MQTT’s publish/subscribe model fits well in these environments. Devices publish sensor data to nearby brokers, decoupling data producers from downstream consumers. Brokers can buffer, cache, filter, or aggregate messages locally, reducing bandwidth requirements and improving resilience.
Network constraints are common in industrial environments. Bandwidth may be limited, and outbound connectivity is often tightly restricted. As a result, data collection systems must tolerate outages and operate autonomously for extended periods.
Keep reading: MQTT with Intermittent Networks Connections
Local processing is frequently used to reduce data volume before transmission. Tools such as Node-RED are commonly deployed alongside MQTT brokers to filter, enrich, and transform raw data streams. All of these edge applications must themselves be lifecycle-managed, further increasing the scale and complexity that the orchestration platform must handle.
Deploying MQTT at Scale
As MQTT adoption grows, deployments often evolve from single brokers to broker clusters, bridges, or hierarchical topologies. Supporting these architectures with low operational overhead is a key requirement for any edge platform.
In manufacturing environments, network segmentation based on standards such as ISA-95 and the Purdue Reference Model is increasingly common. Data destined for the cloud must traverse multiple network layers, often with strict access controls between segments.
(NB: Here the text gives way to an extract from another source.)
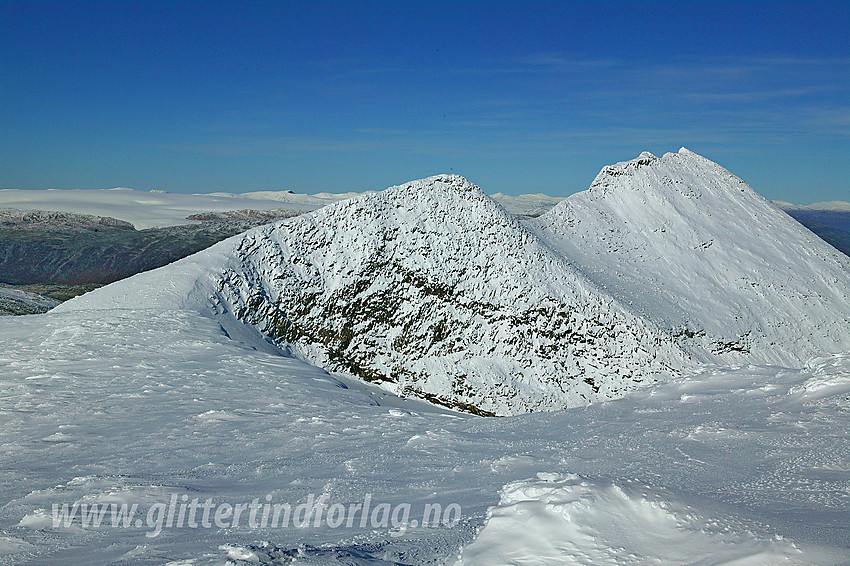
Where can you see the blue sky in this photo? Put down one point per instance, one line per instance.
(518, 97)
In practice, this frequently results in at least one MQTT broker per network segment. Brokers in lower levels may only be permitted to connect upward to a single adjacent layer. Rather than managing one broker near the equipment, teams may need to lifecycle-manage several brokers per site.
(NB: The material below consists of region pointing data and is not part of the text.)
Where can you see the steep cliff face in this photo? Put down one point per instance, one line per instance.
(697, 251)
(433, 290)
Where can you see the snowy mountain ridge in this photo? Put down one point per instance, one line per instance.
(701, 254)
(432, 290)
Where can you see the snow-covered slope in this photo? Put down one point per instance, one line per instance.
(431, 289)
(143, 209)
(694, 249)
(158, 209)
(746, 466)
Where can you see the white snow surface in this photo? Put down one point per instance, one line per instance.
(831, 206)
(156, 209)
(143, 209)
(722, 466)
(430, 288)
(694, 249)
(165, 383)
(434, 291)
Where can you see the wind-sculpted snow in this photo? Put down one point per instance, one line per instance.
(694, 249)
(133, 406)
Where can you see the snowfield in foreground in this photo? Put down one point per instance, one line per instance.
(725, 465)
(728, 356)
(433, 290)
The Future of MQTT and Edge Computing
As edge data volumes continue to grow, following the massive increase in Edge AI, the number of deployed MQTT brokers will increase accordingly. MQTT is no longer limited to simple sensor telemetry. Increasingly, AI and machine learning workloads at the edge use MQTT to transport inference results.
MQTT’s simplicity and flexibility make it well suited to these evolving use cases. As edge computing matures, MQTT is likely to remain a foundational protocol for moving data between devices, applications, and systems.
Conclusion
MQTT is a great choice for edge environments. The brokers are typically lightweight and fairly straightforward to configure. Most brokers come with built-in functionality to send certain topics “up the stack,” i.e., towards the cloud. Many sensors and manufacturing equipment come with MQTT support, integration into existing businesses does therefore not have to be complicated.
Given the above, we will see continued and increasing interest for MQTT at the Edge. AI and machine learning deployments will produce even more data, that data will certainly end up on an MQTT topic at your Edge.